South Korean artists

“Everything you're looking for is on the blank page. "

- My grandfather

Here is a sentence from my grandfather, a calligrapher, which deeply marked me. It can be interpreted in several ways, but as far as I'm concerned, it's an invitation to introspection, looking at the blank page is looking inside oneself.

As a Korean, I am obviously influenced by one of the main principles of Eastern thought: Yin and Yang, opposites which balance and coexist in all things. Some of my works are built from this principle of opposition, with a focus on areas of energy and others that remain empty, neglected ... This also explains the sparing use of color, the predominance black and white.

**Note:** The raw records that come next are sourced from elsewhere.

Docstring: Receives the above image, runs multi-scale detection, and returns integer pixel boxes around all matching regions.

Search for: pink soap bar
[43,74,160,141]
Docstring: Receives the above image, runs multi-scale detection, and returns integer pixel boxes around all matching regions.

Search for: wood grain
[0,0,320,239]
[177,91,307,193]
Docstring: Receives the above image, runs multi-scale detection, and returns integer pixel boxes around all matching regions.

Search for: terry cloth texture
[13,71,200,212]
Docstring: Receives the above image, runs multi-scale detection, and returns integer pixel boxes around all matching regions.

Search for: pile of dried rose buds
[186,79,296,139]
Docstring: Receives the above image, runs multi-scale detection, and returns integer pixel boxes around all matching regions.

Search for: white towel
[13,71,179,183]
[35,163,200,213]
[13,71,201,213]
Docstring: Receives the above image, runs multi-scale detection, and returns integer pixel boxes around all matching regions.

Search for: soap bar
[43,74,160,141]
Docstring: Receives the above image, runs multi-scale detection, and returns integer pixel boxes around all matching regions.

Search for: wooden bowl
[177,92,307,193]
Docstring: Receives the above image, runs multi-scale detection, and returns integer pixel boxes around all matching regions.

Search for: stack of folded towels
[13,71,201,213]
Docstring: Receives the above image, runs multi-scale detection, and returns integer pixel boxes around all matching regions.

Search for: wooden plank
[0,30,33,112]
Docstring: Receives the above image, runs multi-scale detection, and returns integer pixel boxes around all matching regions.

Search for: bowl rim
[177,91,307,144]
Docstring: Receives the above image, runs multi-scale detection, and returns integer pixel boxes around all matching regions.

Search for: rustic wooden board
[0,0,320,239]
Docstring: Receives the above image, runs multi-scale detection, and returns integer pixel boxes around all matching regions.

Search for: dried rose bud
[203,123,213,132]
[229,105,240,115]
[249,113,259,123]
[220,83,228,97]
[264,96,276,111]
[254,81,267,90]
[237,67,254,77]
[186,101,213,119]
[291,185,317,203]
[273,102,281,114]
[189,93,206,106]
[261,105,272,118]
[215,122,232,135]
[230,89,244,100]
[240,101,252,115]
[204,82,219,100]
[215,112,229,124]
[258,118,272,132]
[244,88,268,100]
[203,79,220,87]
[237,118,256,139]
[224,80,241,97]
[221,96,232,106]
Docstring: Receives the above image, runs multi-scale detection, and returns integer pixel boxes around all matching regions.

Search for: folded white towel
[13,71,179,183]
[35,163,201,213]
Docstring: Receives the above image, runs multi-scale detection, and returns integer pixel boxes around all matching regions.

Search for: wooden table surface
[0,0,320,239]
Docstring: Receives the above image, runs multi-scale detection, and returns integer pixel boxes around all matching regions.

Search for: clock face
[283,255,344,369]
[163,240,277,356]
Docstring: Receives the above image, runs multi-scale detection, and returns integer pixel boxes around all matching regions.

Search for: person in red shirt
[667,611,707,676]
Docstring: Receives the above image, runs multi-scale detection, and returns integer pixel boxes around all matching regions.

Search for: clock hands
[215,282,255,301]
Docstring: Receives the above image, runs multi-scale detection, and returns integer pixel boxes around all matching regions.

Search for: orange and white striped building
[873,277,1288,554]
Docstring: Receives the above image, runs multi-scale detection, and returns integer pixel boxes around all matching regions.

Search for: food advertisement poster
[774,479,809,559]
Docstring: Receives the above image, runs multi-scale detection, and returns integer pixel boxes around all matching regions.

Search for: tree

I also think I am indebted to traditional Korean painting which, unlike Western tradition, attaches little importance to composition. Where Western painting fills the entire frame and focuses on the details, the Korean ideal is to express a maximum of force in a few strokes, even if it means completely abandoning certain areas of the space. I think I work the same in my job, once the energy has been released in some places it doesn't have to be refilled. This also corresponds to a particular temporality, the creation being intimately linked to a brief, intense moment with no possible return.

On the other hand, whatever the medium I use (drawings, photo, installation, performance) I use the human body as a raw material and as a subject. Having lived all my childhood in a hospital where I had free time to wander, I got used to considering the body as a neutral and inanimate object, to treat it and use it as such in my works. The body can for example be staged in its entirety as a foreign object, or I use limbs, organs, to recompose abstract forms, hybrid objects.

This content has been translated by Google Translate.